The question of former times emerged when we passed a car. Orange. Leather seats. An Opel. It looked like from a 1970s movie. I told her this was an old car, built and driven half a lifetime ago. She looked at me. What does half a lifetime even mean to a 3-year-old, I wondered. I am now of an age that one may count as half a lifetime.
So I told her the past was like an echo. She looked at me again. An echo is like a more silent shadow of sound, I said. While I began thinking more about this unplanned expression, she quickly found something else that fascinated her (seeds fallen from a nearby tree, you would not believe how fast the mind of a three-year-old can shift to new things, it’s a state of perpetual exploration).
A silent shadow of sound, but a sound made by whom? Just like a shadow, my memory of the past has begun feeling like the echo of someone else’s voice in recent times. The last two years especially feel like a displacement without roots. As if my memory of anything past, even the recent past, has been nothing but an archival record, filed away and stamped “discharged.”

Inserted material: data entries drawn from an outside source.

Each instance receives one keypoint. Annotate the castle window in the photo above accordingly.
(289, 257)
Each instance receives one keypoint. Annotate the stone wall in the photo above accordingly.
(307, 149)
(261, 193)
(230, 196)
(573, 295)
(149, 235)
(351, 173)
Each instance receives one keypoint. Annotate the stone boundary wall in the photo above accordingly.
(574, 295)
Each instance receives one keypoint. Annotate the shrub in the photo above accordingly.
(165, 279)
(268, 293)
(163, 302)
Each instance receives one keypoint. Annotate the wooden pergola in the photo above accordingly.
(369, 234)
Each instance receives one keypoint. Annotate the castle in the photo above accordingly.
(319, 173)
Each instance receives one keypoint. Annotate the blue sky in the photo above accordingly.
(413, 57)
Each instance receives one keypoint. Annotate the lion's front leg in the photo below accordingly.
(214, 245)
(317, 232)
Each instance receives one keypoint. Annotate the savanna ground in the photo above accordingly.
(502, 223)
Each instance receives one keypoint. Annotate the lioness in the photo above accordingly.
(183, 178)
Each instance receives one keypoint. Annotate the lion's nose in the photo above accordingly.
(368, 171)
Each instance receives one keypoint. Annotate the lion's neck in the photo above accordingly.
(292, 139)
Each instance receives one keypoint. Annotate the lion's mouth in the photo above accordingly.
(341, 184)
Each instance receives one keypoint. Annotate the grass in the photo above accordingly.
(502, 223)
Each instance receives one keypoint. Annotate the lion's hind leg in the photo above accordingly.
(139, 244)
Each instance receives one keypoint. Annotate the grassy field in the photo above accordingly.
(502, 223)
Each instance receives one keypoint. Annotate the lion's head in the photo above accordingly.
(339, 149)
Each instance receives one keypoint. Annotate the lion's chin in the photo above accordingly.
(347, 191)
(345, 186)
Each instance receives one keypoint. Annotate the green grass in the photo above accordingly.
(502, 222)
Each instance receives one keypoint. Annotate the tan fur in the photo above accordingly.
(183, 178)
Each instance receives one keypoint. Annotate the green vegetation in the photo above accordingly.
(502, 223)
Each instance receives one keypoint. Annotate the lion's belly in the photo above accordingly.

This feeling is not a matter of age. An older colleague of mine appears perfectly on board with all these recent changes of public understanding in which everything up is down, and verbose public signaling has replaced real action and thought in people’s lives. Signal me virtuous, oh internet voices! My colleague feels proud of this adopted new Zeitgeist mindset. I increasingly feel disconnected. We’re shitting on the past to avoid acting toward the future. Where’s the vision of progress in that? Meanwhile, Zoom teaching started to usher the next generation into a new era,… so bring on the metaverse university! (Some universities apparently do precisely this now, involving opaque contracts with Zuckerberg et al. Hasn’t anyone read Snow Crash??) But anyone who feels sufficiently bewildered and skeptical about this development can only be an evil old white man who never went with the times. Listening to some conversations like this in recent years, while seeing either unnaturally dull faces or faces distorted with socio-emotional overexpression on little windows staring back at me, I wondered at what time I must have boarded a different train than the people who remained overly online. When trying to converse in these times, a conversation that was not idle chat with the simple emotional affirmation of views, echoed into a formless void. Whatever remains to reach public thought these days, feels dephysicalized and stripped of meaning as if nothing matters. Indeed, nothing felt as if it connected with matter anymore. I still struggle with this dematerialized echo of now.
Have we lost the sound to our echo? Once upon a time, I remember we had bodies and desires. There were silly jokes and the acquisition of experience with learning by doing, including the liberty to be mistaken. Now we mirror ourselves in reflections of the lives of others.
My mind’s echo was soon brought to a halt, and I was quickly catapulted back into the now. My goddaughter was tired of walking.